Dyndylishki (Belarusian: Дындылішкі, Dyndyliški; Russian: Дындылишки; Polish: Dyndyliszki) is a village in Belarus, in the Iwye Raion of Grodno Region.

History 
In the interwar period, the village was situated in Poland, in the Nowogródek Voivodeship, in the Lida County, in the Iwye Commune. After the Soviet invasion of Poland in 1939, the village became part of the BSSR. In the years 1941-1944 it was under German occupation. Then the village was again in the BSSR. From 1991 in the Republic of Belarus. Until 2017, the village was part of the Moryna village.
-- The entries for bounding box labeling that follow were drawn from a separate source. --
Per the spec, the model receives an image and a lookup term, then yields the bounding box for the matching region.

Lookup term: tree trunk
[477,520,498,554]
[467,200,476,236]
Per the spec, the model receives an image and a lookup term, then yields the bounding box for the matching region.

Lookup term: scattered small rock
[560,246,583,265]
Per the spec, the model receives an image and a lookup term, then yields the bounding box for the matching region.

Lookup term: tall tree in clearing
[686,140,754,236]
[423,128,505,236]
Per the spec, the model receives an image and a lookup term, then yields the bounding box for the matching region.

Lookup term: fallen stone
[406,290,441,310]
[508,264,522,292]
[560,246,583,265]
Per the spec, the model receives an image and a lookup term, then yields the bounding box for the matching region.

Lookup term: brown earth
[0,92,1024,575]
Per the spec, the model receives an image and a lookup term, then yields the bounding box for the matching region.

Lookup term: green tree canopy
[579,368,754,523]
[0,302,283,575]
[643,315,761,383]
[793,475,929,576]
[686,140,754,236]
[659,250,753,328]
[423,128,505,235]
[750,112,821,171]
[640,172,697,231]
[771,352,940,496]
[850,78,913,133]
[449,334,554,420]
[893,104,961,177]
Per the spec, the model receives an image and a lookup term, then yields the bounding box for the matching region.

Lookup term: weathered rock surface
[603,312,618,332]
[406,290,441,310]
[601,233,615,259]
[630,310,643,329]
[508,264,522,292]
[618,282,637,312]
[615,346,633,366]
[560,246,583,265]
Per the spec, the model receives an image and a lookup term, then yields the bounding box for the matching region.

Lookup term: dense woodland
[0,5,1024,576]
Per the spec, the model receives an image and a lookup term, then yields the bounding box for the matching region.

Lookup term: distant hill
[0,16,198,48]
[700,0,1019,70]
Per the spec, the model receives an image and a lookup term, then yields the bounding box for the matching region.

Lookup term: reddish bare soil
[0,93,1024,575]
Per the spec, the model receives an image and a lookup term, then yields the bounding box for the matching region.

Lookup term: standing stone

On June 24, 1944, during the march towards the Naliboki Forest, an improvised grouping of the Home Army, code-named "Bagatelka", commanded by Maj. Maciej Kalenkiewicz "Kotwicz" (soldiers of the 1st Battalion of the 77th Infantry Regiment of the Home Army) with German units stationed in Iwye. Home Army troops were attacked by the Germans as a result of denunciation. According to Kazimierz Krajewski, 8 Polish partisans were killed in the battle at Dyndylishki. They were: boatswain. Wacław Hamera "Gryf", Jan Panasiewicz "Cichy", Michał Zdanowicz "Zefir", Cpl. "Zagłoba" and other unknown soldiers.

The burial place of the fallen Home Army soldiers is located by the road in the village. The tomb was devastated in 2022.